Yesterday, gold surged after Bernanke told Congress that he is prepared to provide additional stimulus if the economy languishes. Today, the Fed chief said that an increase in inflation was a reason that the central bank won’t immediately buy back bonds to bolster growth.
“Gold took a bit of a slide on Bernanke’s attempt to clarify his statements” from yesterday on prospects for a third round of so-called quantitative easing, Matthew Zeman, a strategist at Kingsview Financial in Chicago, said in a telephone interview. “It’s not an option that’s by any means off the table. If we don’t see improvement in the economy by the third quarter, then we’re still going to see QE3.”
Gold futures for August delivery rose $4.10, or 0.3 percent, to $1,589.60 at 12:46 p.m. on the Comex in New York. Earlier, the price climbed as much as 0.6 percent and dropped 0.4 percent.
The Fed is prepared to take additional action if the economy appears to be in danger of stalling, Bernanke said yesterday. A failure by Congress to raise the nation’s $14.3 trillion debt limit would lead to a “major crisis” and throw “shock waves” through the financial system, he said.
The U.S. was put on a credit-rating review for the first time since 1996 on concern the debt threshold will not be raised in time to prevent a missed payment of interest or principal, Moody’s said.
President Barack Obama and congressional leaders have failed to reach a compromise on reducing deficits and raising the debt ceiling. The government will exceed its borrowing authority on Aug. 2.
‘Massive’ Haven Buying
“If you don’t have a miraculous solution to all the world’s problems out there, then gold has to go higher,” Frank McGhee, the head dealer at Integrated Brokerage Services in Chicago, said in a telephone interview. “There’s massive safe- haven buying into gold.”

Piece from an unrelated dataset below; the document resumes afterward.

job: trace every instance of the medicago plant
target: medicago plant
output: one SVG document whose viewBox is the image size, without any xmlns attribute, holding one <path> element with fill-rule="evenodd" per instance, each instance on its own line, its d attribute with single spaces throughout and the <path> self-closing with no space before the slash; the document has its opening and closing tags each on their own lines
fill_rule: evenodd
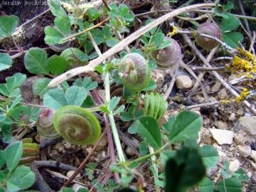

The metal may surge to $2,000 if the Fed starts a third round of U.S. debt purchases, Michael Pento, a senior economist at Euro Pacific Capital Inc., said yesterday in a telephone interview. “People will be forced into buying gold.”
Silver futures for September delivery rose 57.4 cents, or 1.5 percent, to $38.725 an ounce. On April 25, the metal reached $49.845, the highest since January 1980.
The price will climb to $62 this year, McGhee of Integrated Brokerage said. “Silver is still the cheap alternative compared with gold,” he said.